Around a decade ago, the Indicators Sub-Group of the Social Protection Committee (ISG-SPC) of the European Commission started working on the statistical construct known as ‘At Risk of Poverty or Social Exclusion’ (AROPE). There was great concern among us, members of the ISG-SPC, whether such a composite, albeit additive indicator would be correctly interpreted by the politicians, the media and the public.

Our aim was to have an indicator which is unambiguous, easily understood and which has a clear normative interpretation.

Regrettably, those concerns were justified following the launch of the 2015 EU Survey of Income and Living Conditions (EU SILC). The great work of the National Statistics Office (NSO), who diligently collect SILC data every year, has been somewhat eroded by the alarmist and sensationalistic titles which appeared in the local media.

Research community felt betrayed by this displayed lack of understanding of the AROPE measurement.  The nature of the indicator is somewhat complex because it rests on three pillars: a) disposable income - the financial aspect of AROPE; b) material deprivation in its severe form, sometimes a victim of a subjective personal opinion of family hardship; and c) the number of months worked annually, the low work intensity, which penalises countries where high proportion of female population still does not form part of the national labour force, as in our case.

Additionally, the time component of the AROPE measurement is also a two-layered affair, which combines the disposable income of the calendar year prior to the survey, in the case of SILC 2015 the income of year 2014, with the remaining two pillars tied to year 2015. Visibly, this gives plenty of space for an infernal amount of undue simplifications and biased descriptions of what has actually been surveyed.

Who are the households that, in 2014, claimed not being able to afford chicken or meat every other day when their disposable income reaches €68,144 a year?

For us researchers, keeping the ARP rate reasonably stable, while the ARP threshold increases by as much as €400 a year (so far, this happened only in 2013-15 period), is an achievement because this is the result of a hefty increase in the total disposable income of Maltese households.

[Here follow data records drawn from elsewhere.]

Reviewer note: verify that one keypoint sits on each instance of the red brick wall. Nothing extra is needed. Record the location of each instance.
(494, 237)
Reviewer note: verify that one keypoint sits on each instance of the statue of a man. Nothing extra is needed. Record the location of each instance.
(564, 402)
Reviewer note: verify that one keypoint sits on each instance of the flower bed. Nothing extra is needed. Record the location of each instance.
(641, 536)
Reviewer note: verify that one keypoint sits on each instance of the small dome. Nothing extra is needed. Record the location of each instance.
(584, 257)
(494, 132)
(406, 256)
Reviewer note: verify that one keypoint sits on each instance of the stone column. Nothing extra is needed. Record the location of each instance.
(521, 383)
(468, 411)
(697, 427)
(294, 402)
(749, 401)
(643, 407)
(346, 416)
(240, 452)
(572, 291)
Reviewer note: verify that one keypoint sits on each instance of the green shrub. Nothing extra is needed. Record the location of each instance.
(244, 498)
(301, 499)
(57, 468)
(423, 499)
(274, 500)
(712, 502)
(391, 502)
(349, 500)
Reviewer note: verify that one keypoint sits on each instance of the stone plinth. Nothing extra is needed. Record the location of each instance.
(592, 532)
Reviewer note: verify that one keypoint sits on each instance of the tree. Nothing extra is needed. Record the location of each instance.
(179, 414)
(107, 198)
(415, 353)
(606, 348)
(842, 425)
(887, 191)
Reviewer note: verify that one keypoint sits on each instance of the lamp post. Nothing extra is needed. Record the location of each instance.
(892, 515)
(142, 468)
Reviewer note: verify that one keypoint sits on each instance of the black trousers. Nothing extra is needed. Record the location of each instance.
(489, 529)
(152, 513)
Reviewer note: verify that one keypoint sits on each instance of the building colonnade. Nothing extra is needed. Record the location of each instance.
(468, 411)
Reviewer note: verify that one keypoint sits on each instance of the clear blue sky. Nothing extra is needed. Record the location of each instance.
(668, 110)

A wealthier EU member state than Malta had its ARP threshold increased by only €31, however, its increase in ARP rate was fourfold  (2013-14 data). Such a comparison, as well as the AROPE decrease by 5,000 persons in 2015, should be something for us Maltese to be proud of.

The activation policy also plays a part. In families where parents worked between 36 and 40 hours a week, only one per cent of the children lived in ARP.  Where parents worked 0-8 hours a week, the ARP rate of their children stood at 71 per cent (2014 data).

However, the EU SILC figures also point at causes of due concern and require investigation. We ought to ask ourselves who are the 3,000+ persons who are still registering as unemployed, despite our booming labour market. Who are the households who in 2014 claimed not being able to afford chicken or meat every other day, when their disposable income reaches €68,144 a year?

Is this truly enforced deprivation?  How shall we factor in the hardship of those forced to pay market rents, or those on age pension following real-life situations such as divorce, separation or chronic illness?

That the achievements presented by the NSO have gone so wrong in some parts of the media, might not be a result of deep thinking, so there is always a hope. However, their snowballing of ARP figure into an alleged poverty epidemic does a disservice to the real poor, as they get completely overlooked in these exaggerations.

Finally, a word on the issue of affordability ranging from seven-day holiday to ownership of a passenger car. Car, as a positional good in this ‘visible society’ of ours, has a very particular meaning, other than its mere utilitarian function.

Perhaps, the key to understanding the real poverty is in the car, since only 12,896 people out of 420,008 claimed not being able to afford one in 2015.

Could they be Malta’s real poor? Maybe they can drive us through these treacherous data crossroads.

Miljanic Brinkworth lectures at the University of Malta.